Die Frage, ob es eine generelle Altersgrenze für die Nutzung geben soll, sehen die Datenschützer als eine Entscheidung, die über das Ressort des Datenschutzes hinausgeht. Kinder- und Jugendschutz, Medien- und Digitalpolitik seien hier gleichermaßen gefragt.
Altersprüfung im Fokus
Letztlich sei es für den Datenschutz nicht die Altersgrenze an sich, die im Mittelpunkt stehe, sondern vielmehr die Art und Weise, wie diese Überprüfung technisch umgesetzt wird. Laut Behördensprecher müssen sogenannte Altersverifikationssysteme die Grundsätze der Datenminimierung und Verhältnismäßigkeit achten.
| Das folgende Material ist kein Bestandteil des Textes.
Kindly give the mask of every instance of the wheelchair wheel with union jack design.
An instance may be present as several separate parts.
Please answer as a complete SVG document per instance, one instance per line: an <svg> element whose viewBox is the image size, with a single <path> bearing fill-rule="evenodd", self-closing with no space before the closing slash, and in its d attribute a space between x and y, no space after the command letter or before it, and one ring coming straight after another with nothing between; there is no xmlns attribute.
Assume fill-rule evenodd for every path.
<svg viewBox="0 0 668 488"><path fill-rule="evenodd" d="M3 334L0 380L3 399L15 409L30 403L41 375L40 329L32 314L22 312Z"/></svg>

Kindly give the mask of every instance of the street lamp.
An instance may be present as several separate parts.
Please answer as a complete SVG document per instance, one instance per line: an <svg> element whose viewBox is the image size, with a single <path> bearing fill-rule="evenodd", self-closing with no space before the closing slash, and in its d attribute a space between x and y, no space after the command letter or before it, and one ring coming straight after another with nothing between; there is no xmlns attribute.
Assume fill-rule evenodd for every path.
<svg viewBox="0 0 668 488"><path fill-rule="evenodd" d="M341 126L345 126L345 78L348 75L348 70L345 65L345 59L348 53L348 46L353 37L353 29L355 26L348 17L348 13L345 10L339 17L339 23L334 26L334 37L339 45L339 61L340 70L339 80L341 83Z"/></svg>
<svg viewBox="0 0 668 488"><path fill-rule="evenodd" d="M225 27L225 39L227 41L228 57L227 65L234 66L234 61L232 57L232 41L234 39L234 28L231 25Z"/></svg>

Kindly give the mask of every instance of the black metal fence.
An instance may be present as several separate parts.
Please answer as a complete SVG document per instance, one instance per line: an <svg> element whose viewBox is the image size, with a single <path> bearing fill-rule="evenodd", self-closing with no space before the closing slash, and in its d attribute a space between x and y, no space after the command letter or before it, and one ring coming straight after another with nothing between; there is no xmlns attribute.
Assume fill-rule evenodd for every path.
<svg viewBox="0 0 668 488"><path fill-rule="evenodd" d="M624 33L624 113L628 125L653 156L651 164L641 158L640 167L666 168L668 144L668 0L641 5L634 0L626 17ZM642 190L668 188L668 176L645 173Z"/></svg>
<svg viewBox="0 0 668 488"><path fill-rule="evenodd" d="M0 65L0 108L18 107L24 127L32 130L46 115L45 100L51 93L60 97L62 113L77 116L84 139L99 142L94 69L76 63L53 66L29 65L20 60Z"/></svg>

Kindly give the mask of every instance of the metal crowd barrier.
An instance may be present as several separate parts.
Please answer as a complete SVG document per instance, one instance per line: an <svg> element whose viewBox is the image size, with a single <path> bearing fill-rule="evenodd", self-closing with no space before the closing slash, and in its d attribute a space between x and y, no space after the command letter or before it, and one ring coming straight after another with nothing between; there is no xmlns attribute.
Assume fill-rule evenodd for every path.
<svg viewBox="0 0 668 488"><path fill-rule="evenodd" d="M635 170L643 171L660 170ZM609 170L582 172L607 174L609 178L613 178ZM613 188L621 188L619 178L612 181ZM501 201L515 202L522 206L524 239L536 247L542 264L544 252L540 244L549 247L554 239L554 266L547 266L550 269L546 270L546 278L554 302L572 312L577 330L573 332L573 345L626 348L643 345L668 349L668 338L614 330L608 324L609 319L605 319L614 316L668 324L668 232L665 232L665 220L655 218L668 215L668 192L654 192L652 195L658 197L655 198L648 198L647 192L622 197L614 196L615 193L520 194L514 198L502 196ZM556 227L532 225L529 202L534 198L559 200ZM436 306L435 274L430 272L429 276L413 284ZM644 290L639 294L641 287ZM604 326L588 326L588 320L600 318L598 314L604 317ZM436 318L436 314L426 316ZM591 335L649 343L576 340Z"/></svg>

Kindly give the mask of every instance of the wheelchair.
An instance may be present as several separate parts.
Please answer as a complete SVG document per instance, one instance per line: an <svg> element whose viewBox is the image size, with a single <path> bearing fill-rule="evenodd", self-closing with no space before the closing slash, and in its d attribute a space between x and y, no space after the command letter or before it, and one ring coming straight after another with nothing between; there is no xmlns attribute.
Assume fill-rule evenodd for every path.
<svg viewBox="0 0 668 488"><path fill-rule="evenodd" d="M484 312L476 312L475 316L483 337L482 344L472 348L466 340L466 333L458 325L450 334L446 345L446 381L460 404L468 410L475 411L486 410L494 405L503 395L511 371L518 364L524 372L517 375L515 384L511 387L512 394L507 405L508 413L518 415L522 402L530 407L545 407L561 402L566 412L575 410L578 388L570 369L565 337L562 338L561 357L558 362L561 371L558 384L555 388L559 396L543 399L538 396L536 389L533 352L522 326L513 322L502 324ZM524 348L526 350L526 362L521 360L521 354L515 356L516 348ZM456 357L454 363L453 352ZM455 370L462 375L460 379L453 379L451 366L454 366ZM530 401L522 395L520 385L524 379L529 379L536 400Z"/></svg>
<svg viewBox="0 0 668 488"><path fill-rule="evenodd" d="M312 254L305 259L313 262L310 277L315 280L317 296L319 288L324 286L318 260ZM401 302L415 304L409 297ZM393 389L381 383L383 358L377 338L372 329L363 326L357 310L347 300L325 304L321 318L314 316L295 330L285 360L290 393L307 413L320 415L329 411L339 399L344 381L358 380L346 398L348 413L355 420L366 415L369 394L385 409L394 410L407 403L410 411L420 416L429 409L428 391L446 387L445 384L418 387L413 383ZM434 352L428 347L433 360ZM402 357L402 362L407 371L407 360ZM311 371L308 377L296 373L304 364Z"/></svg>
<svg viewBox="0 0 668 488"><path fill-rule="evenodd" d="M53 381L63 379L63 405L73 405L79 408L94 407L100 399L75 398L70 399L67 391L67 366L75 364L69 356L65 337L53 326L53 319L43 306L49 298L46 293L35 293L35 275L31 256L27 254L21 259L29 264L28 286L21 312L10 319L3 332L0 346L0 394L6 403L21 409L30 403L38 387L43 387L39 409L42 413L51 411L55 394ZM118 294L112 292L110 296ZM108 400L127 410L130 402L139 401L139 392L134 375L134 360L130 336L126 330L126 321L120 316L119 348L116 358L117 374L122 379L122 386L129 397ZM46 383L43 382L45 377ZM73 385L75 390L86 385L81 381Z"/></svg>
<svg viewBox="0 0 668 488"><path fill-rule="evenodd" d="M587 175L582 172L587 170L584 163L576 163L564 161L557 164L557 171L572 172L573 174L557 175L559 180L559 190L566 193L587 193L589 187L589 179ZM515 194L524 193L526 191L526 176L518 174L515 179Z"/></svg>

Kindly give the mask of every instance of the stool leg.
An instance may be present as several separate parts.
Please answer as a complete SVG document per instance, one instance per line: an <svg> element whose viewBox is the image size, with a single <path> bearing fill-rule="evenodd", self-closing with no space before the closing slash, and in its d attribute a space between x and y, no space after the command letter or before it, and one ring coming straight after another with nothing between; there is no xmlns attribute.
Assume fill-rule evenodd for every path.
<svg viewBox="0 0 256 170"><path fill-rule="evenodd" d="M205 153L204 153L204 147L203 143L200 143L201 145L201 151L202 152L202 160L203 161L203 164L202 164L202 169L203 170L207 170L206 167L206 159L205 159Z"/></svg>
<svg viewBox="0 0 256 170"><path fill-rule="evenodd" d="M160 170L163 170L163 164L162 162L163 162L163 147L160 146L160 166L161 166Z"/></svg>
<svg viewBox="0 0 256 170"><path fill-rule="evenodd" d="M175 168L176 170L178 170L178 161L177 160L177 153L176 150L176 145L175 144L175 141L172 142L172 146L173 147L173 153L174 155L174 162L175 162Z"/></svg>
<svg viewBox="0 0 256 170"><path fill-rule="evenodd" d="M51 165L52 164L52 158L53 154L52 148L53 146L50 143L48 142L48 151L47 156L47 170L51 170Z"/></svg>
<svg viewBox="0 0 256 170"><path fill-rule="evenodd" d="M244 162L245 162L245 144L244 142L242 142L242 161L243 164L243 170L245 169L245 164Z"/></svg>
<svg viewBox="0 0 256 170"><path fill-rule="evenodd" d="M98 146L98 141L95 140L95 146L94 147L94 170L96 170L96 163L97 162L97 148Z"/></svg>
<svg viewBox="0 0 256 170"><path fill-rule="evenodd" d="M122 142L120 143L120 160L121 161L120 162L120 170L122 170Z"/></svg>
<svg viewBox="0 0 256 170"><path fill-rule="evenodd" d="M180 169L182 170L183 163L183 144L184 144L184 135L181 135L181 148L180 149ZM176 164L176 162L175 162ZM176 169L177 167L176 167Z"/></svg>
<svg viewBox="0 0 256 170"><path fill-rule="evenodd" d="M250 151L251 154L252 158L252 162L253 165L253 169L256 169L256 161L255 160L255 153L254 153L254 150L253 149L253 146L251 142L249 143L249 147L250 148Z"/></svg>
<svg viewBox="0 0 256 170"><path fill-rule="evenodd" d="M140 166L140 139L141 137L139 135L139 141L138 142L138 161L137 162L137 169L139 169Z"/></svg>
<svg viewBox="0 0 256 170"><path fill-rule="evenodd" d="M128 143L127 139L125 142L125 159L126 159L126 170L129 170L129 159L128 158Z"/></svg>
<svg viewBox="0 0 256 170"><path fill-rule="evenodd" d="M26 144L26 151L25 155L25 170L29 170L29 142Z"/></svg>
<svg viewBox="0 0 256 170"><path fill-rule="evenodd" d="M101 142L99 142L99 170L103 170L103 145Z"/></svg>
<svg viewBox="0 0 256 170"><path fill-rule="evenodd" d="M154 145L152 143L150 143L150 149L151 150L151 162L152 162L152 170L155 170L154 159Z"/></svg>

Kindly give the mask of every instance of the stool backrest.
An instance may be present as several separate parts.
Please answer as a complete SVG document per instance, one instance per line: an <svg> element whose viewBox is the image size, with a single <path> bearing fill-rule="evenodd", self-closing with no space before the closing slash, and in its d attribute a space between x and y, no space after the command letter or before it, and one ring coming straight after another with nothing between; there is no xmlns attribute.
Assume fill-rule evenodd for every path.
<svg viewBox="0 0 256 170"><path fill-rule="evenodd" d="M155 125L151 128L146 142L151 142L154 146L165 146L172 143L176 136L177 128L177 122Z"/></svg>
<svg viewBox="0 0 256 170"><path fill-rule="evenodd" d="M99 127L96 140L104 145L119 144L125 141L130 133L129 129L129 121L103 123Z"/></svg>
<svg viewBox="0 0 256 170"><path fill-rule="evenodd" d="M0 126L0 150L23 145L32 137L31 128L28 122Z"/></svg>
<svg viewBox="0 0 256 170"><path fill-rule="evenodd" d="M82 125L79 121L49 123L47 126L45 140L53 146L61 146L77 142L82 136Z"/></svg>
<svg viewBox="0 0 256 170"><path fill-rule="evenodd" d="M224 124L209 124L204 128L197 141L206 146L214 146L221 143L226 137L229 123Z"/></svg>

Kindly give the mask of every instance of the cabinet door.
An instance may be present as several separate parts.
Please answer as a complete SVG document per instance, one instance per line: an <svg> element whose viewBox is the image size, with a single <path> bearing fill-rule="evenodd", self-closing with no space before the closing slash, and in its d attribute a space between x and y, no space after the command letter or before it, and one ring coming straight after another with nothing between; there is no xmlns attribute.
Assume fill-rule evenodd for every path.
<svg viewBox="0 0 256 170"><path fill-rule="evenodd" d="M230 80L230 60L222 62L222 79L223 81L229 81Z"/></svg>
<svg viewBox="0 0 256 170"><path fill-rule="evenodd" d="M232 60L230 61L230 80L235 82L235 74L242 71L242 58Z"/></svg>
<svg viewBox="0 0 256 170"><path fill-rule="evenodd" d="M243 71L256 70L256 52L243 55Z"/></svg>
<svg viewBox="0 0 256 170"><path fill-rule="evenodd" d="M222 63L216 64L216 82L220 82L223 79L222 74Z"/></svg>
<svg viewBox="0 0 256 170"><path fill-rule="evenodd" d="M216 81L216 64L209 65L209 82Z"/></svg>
Als mögliche technische Lösung werden sogenannte Zero-Knowledge-Lösungen genannt. Diese werden unter anderem im Zusammenhang mit der geplanten europäischen digitalen Identität, der EUDI-Wallet, diskutiert. Dabei wird nicht detailliert das Geburtsdatum oder gar weitere Ausweisdaten preisgegeben, sondern lediglich bestätigt, dass die jeweilige Altersschwelle erreicht wurde.